Starting in 2013, law enforcement agencies in Illinois suspected Travis Tuggle was dealing drugs. But they needed more evidence. So, in 2014, they installed three surveillance cameras on utility poles surrounding Tuggle’s home and started watching him 24/7. Using the cameras, police could tune in live and monitor Tuggle’s every coming and going; they could pan and zoom to get better angles; they could even play back any minute of any day at their pleasure.
All of this went on for 18 months without Tuggle’s consent or a warrant.
Eventually, police used the footage they obtained to get a search warrant and arrested Tuggle on drug charges. Tuggle moved to suppress the evidence acquired by the cameras, arguing that the warrantless surveillance violated his Fourth Amendment rights. But earlier this year, the Seventh Circuit rejected Tuggle’s argument, reasoning that the Fourth Amendment did not even apply because no “search” had occurred.
The court felt bound by a prior Supreme Court case called Katz, which held that no “search” occurs, for Fourth Amendment purposes, unless the government intrudes on a privacy expectation that “society” would consider reasonable. Katz also held that a person has no legitimate privacy expectation in what he “knowingly exposes to the public.” Following this logic, the Seventh Circuit felt that its hands were tied: the cameras only recorded the outside of Tuggle’s home, so no “search” occurred, the judges decided.

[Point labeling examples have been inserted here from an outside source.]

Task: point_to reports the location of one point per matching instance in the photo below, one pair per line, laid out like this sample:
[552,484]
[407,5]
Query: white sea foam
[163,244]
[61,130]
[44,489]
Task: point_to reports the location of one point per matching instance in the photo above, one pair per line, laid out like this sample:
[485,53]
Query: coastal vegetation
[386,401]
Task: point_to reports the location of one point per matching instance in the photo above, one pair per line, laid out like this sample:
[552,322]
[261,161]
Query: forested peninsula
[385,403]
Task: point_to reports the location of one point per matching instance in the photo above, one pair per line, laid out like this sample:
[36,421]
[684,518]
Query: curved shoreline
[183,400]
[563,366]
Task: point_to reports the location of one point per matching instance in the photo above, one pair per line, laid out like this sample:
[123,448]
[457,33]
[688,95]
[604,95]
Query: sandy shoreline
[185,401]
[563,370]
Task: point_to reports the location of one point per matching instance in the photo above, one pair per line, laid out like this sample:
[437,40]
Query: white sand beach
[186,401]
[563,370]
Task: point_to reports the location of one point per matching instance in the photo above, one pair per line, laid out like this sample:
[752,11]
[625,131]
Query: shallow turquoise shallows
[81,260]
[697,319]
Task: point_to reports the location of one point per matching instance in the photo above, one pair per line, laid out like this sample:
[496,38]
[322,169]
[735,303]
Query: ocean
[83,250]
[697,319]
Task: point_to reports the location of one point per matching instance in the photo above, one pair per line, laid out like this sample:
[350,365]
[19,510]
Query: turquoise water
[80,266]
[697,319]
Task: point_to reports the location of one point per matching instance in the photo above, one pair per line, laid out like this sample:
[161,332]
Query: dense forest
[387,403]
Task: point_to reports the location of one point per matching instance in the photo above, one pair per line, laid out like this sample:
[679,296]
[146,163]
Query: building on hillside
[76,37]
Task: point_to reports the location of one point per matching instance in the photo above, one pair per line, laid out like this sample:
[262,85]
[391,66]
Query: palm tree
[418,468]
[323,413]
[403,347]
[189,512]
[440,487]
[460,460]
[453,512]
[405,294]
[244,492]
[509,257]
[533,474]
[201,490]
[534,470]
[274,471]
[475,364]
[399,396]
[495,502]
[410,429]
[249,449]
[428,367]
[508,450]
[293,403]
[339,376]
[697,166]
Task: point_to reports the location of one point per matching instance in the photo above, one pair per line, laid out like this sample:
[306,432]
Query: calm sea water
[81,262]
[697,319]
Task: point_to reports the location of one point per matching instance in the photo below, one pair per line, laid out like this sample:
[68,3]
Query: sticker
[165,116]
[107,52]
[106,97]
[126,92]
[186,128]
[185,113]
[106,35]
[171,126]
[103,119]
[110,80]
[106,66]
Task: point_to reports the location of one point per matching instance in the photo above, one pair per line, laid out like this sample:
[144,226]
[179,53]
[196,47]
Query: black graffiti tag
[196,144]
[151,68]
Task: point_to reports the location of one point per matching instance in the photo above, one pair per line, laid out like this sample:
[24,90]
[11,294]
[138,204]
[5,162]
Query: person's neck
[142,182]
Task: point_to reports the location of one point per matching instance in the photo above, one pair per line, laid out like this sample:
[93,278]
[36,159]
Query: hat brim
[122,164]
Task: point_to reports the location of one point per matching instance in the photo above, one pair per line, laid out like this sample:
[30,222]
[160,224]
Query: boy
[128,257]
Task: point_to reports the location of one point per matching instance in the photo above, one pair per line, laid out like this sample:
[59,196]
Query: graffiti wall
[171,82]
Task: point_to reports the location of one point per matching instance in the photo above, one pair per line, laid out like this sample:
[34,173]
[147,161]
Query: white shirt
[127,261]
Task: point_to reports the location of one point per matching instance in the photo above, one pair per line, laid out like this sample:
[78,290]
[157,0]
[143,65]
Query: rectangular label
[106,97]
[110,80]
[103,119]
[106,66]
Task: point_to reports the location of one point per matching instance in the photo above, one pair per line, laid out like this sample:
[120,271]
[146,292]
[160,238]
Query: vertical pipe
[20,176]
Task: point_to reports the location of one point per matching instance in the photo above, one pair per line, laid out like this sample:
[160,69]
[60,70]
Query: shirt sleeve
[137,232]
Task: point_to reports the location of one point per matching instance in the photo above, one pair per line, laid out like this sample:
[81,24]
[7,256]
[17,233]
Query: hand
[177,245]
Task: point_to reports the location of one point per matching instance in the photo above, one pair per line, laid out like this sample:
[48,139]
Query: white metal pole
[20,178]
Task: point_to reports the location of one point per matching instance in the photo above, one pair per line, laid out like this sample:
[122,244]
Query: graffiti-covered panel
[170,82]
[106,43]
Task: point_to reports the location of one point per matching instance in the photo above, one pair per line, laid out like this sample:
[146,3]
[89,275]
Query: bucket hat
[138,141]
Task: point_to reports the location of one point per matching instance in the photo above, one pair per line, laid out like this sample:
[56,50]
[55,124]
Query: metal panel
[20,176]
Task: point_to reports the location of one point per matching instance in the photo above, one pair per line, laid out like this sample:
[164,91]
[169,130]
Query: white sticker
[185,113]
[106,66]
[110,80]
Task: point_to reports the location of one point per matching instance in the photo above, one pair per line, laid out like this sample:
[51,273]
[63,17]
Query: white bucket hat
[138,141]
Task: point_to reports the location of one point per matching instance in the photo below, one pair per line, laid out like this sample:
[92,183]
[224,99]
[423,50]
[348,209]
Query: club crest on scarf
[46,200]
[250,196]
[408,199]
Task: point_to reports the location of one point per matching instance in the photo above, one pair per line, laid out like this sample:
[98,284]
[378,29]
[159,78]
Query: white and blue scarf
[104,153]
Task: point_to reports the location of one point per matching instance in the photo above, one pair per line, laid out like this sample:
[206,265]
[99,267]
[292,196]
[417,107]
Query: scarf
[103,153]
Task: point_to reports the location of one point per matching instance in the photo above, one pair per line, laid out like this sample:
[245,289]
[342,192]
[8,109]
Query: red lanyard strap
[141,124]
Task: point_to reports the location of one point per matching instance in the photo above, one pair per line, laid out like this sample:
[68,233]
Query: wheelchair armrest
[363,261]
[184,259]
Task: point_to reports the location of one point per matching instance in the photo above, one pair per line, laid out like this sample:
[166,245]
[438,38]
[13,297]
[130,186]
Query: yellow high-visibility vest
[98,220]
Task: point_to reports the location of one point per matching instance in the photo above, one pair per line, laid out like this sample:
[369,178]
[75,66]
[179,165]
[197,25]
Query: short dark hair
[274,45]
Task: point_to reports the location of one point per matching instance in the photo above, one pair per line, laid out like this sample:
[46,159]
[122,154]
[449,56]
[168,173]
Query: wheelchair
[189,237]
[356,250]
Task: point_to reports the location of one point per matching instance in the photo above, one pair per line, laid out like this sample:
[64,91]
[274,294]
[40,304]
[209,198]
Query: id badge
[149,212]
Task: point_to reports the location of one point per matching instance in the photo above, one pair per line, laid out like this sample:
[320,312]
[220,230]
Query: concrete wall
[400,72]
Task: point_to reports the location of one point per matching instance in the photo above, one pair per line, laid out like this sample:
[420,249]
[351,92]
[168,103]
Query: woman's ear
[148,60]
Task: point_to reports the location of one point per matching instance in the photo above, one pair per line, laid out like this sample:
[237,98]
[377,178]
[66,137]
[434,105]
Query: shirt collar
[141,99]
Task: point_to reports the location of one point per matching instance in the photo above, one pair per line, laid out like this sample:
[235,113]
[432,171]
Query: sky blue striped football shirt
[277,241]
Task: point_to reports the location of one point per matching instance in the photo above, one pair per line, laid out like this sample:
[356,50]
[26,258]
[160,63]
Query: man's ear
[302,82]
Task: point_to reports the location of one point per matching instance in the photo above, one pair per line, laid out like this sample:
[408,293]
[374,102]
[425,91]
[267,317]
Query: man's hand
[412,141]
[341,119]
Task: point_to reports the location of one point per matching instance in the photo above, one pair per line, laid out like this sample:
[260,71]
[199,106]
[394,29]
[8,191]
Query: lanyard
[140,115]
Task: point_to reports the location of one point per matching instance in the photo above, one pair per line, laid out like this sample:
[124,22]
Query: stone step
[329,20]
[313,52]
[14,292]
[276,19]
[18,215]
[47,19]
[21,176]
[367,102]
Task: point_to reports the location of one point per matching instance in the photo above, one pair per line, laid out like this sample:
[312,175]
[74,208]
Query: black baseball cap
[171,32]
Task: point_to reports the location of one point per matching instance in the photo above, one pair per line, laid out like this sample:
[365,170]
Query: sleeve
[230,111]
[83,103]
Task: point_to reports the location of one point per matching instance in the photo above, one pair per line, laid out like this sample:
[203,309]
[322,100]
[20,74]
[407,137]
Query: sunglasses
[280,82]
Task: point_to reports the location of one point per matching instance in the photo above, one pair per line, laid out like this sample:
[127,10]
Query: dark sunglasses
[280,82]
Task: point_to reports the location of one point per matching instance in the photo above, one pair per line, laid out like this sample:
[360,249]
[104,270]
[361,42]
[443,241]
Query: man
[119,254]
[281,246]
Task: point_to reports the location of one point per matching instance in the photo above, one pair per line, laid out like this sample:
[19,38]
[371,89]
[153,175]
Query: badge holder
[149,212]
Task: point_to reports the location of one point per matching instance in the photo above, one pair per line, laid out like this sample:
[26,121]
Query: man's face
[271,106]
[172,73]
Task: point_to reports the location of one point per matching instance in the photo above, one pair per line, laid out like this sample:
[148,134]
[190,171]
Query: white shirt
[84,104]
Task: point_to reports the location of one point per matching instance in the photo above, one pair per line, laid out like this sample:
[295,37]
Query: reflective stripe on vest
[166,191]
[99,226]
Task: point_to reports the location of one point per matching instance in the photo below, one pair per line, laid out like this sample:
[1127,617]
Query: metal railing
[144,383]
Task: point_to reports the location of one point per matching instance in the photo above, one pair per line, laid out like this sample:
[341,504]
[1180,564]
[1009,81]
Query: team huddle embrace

The court was clearly uncomfortable with the result. It expressed “unease about the implications . . . for future cases” and concern that government’s ability to “freely observe citizens outside their homes for eighteen months” might undermine “the Fourth Amendment’s stated purpose of preserving people’s right to ‘be secure.’” The court concluded by calling on the Supreme Court to “revisit” Katz.
IJ’s amicus brief urges the Supreme Court to take the case so that it can abandon Katz and replace it with an Ordinary Meaning Test, under which the government conducts a “search” whenever it engages in purposeful, investigative conduct directed toward you or your property. Under that test, what the government did to Tuggle would trigger the Fourth Amendment.
“The test we’re proposing honors the ordinary meaning of the term ‘search,’ both at the Founding and now,” said IJ Attorney Joshua Windham. “If your neighbor pointed cameras at your house for 18 months and watched your every move, you would reasonably conclude that he was searching for something. There’s no reason for courts to reach the opposite conclusion just because the police are involved.”
As technology has advanced, judges have invented more and more loopholes for the government to snoop on Americans without a warrant. That’s why IJ recently launched its Project on the Fourth Amendment, which aims to restore all Americans’ right to be secure in their persons and property from unreasonable government intrusions.